Bom mineiro mão de vaca que sou, aproveitei meus últimos dias em BH e a campanha de popularização do teatro e fui ver a peça "Parente não é gente". A peça, que já ganhou muitos prêmios, está passando no Teatro Casanova, que fica na Afonso Pena 1500, 18º Andar.
O teatro, fisicamente falando, é meio fraco. As cadeiras são velhas, o ângulo não é legal e o ar condicionado...são dois ventiladores. Mas quem precisa de um lugar bom quando a peça é boa?
No começo, um dos caras fica na porta recebendo o pessoal e fazendo piadinhas com a galera.

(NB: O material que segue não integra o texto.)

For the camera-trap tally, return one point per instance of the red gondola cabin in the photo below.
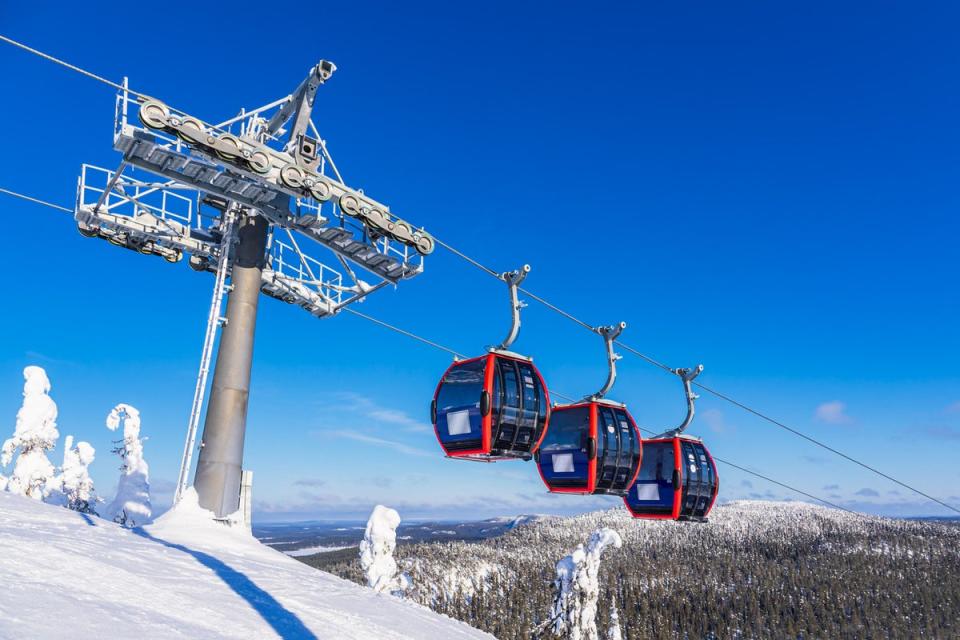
(592, 447)
(677, 481)
(490, 408)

Algumas das piadas são meio fracas (confesso que não lembro para colocar aqui), mas no geral são muito boas.
Começado o espetáculo, é praticamente uma risada atrás da outra. Pelo menos eu, que sou meio bobo alegre, não parei de rir. Ainda tinha o plus de um cara que conhecia a trupe do espetáculo que estava atrás de mim e ficava fazendo piadas também.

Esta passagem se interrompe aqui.